The Chairman of the American Board of Medical Specialties was paid about  $800,000 (OK, maybe a little over that) whereas the Chairman of the American Board of Allergy and Immunology was paid $98,000 (OK, OK, he reportedly worked about two hours per week).  The Chairman of the holding board, the ABMS, received salary of $492,517. It is also reasonable to ask what tasks these chairholders undertook for this level of payment.

As to how the money was earned, our information is that recertification for an allergist in 2011 cost $2,700 while maintenance of certification cost $2,850. These costs don't include costs of courses to prepare for the exams. The boards have found it even more profitable when they oblige their members to take recertifcation exams on a periodic basis with new fees each time.

Reference: Dubravic, Martin, MD: J of American Physicians and Surgeons, V. 16, # 2, Summer  2011, "Board Certification ... A Malignant Growth," 

How about Hospital Administrators?

Hospital adminstrators and CEOs basically command a force of state-licensed professionals including nurses, physicians, and technologists. Yet there is no requirement that the CEO be board-certified or state-licensed. This discrepancy came to light recently at Washington Hospital in Fremont, California where the hospital non-physician CEO was recommended for a salary increase from $614,000 per year to $632,000 with total compensation set at about $857,000 with $245,502 in performance bonuses.

Reference: Artz, Matthew: San Jose Mercury News, 12/27/12

Several years ago State Senator Dan McCorquodale authored legislation to require licensure of hospital administrators. The hospitals squawked loudly and poured money into defeat of the bill. All the same, there were unexpected supporters who also poured in money, e.g., universities  that taught courses in hospital administration and that suddenly saw their walls papered with greenbacks. In the end, the issue became a "juice" bill with each side contributing money hand over fist.

How about the American Board of Medical Specialties?

The Federation of State Medical Boards (FSMB) and the American Board of Medical Specialties (ABMS), non-profit private business entities, reported annual gross receipts in excess of $350,000,000 (see annual IRS Forms 990).

The FSMB reported a corporate lobbying budget of $221,222 although it provides no continuing medical education (CME) to physicians and no direct patient care.

How about the Joint Commission on the Accreditation of Healthcare Organizations (JCAHO)?

Gross receipts for JCAHO were reported at $148,737,915 according to its 2009 IRS Form 990.

References: Orient, Jane, MD: "White paper in opposition to Federation of State Medical Boards," J Am Phys Surg 2008: 13: 23-26.

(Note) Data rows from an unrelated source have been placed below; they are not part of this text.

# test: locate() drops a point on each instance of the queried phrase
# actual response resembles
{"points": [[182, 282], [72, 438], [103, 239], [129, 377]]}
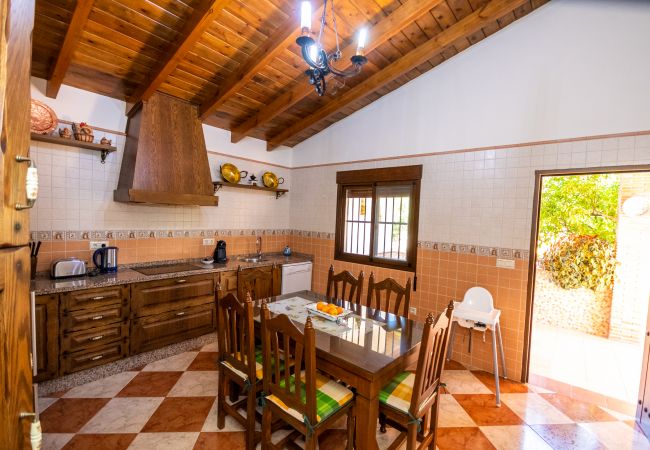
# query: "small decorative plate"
{"points": [[43, 118]]}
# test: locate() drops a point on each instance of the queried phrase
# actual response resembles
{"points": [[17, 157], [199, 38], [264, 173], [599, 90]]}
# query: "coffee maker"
{"points": [[220, 252]]}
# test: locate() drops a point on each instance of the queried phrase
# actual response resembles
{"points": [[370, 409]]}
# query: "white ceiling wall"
{"points": [[572, 68]]}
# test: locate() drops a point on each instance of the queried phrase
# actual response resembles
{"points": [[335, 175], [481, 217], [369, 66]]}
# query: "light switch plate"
{"points": [[506, 263], [94, 245]]}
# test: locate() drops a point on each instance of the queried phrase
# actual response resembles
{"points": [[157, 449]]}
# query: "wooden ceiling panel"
{"points": [[238, 60]]}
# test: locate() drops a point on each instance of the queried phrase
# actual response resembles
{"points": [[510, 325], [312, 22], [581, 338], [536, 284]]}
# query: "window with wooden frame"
{"points": [[377, 215]]}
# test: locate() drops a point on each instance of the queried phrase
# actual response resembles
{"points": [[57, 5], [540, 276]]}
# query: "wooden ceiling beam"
{"points": [[204, 15], [388, 27], [73, 34], [472, 23], [262, 56]]}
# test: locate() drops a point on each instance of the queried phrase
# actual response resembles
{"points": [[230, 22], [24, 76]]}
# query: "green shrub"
{"points": [[581, 261]]}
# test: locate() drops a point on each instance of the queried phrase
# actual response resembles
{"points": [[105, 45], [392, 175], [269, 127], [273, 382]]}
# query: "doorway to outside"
{"points": [[591, 285]]}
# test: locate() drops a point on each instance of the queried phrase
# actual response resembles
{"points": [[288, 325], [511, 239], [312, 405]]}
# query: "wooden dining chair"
{"points": [[379, 296], [351, 287], [410, 402], [317, 403], [258, 282], [239, 363]]}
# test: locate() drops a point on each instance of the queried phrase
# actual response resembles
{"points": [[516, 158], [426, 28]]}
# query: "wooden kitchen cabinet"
{"points": [[158, 330], [156, 297], [261, 282], [47, 337]]}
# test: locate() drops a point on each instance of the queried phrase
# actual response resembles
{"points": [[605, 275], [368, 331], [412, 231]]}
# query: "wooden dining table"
{"points": [[367, 350]]}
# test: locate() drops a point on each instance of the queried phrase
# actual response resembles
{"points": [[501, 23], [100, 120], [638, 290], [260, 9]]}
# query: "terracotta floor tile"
{"points": [[69, 415], [204, 361], [483, 410], [515, 437], [165, 441], [233, 440], [150, 384], [454, 365], [568, 437], [100, 442], [462, 438], [506, 386], [577, 410], [180, 414]]}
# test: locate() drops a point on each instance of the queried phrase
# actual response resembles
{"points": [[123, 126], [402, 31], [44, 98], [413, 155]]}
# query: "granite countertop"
{"points": [[44, 285]]}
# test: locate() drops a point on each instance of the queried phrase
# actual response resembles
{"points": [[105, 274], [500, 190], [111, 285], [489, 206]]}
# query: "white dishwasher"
{"points": [[296, 277]]}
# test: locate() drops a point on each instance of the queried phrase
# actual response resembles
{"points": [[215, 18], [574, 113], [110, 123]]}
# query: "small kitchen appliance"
{"points": [[220, 252], [105, 259], [69, 267]]}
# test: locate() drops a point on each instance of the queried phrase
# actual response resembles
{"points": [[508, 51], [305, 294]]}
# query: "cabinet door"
{"points": [[47, 337], [17, 19], [15, 345]]}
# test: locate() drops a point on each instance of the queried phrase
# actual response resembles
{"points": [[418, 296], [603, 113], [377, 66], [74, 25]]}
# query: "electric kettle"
{"points": [[105, 259]]}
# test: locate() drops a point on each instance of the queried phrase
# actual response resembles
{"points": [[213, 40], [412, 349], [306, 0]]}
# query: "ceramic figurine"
{"points": [[65, 133]]}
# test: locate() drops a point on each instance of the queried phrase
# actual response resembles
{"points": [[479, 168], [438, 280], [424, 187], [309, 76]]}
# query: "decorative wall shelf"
{"points": [[278, 192], [104, 149]]}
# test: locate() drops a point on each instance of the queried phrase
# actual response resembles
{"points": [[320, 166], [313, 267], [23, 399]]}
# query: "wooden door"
{"points": [[15, 60], [15, 346], [16, 22]]}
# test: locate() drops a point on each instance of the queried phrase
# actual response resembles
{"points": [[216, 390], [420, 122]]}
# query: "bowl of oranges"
{"points": [[327, 310]]}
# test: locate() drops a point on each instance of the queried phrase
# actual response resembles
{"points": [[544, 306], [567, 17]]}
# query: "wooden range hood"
{"points": [[165, 159]]}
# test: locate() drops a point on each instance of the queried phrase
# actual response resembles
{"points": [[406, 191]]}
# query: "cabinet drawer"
{"points": [[162, 296], [74, 362], [86, 339], [90, 318], [94, 298], [227, 283], [151, 332]]}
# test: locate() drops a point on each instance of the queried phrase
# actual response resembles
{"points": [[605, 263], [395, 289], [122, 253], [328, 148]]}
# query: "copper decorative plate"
{"points": [[44, 120]]}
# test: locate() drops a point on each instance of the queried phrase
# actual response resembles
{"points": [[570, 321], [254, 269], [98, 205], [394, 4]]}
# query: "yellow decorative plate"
{"points": [[231, 173], [270, 180]]}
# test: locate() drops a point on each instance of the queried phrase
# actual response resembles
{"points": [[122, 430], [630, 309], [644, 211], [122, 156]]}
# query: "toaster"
{"points": [[68, 267]]}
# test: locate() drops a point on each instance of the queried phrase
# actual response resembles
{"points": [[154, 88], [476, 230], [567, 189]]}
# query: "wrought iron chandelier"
{"points": [[319, 61]]}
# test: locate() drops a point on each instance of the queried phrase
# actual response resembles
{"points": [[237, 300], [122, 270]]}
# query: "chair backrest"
{"points": [[235, 334], [478, 298], [433, 349], [399, 305], [257, 282], [282, 340], [351, 287]]}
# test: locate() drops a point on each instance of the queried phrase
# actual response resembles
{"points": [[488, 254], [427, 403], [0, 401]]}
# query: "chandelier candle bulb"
{"points": [[305, 17]]}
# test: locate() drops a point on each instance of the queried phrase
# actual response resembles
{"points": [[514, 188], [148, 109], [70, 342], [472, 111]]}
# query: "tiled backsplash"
{"points": [[76, 193]]}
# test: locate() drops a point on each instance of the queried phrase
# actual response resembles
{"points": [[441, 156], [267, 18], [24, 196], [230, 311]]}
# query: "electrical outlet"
{"points": [[506, 263], [94, 245]]}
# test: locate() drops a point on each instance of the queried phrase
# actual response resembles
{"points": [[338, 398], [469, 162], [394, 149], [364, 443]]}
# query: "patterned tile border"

Kempen, Paul Martin, MD, PhD: "Wrong methodologies to improve medical care."

Conclusions: financial incentives in medicine are now tied to factors other than clinical excellence. Caring for corporate health in medicine is the goal to which many otherwise superb clinicians are redirecting their efforts. Academic associations in addition to boards, seeking profitable affiliations  and courting political influence, are pointing the way. These organizations have become profit centers. National organizations seek clones at the state and county levels. It is not unusual to find that a national academic organization seeks state and regional affiliates so that members pay dues at both national and state or regional levels.

Meanwhile, hospital CEOs eschew demands for licensure even though their responsibility is as much to the public as nurses, physicians, and technologists. In a state of flux such as this one, opportunities are abundant, but not in the care of patients. In due course specialty boards may seek empowerment to license clinical practitioners and in so doing reduce the authority of state boards or even render them obsolete. 

Individual physicians may want to ask their specialty boards and national academies for copies of their IRS Forms 990, then learn how to interpret and  use the knowledge for individual assertiveness.

Our intent is to update this piece from time to time and to include as many readers' comments as possible.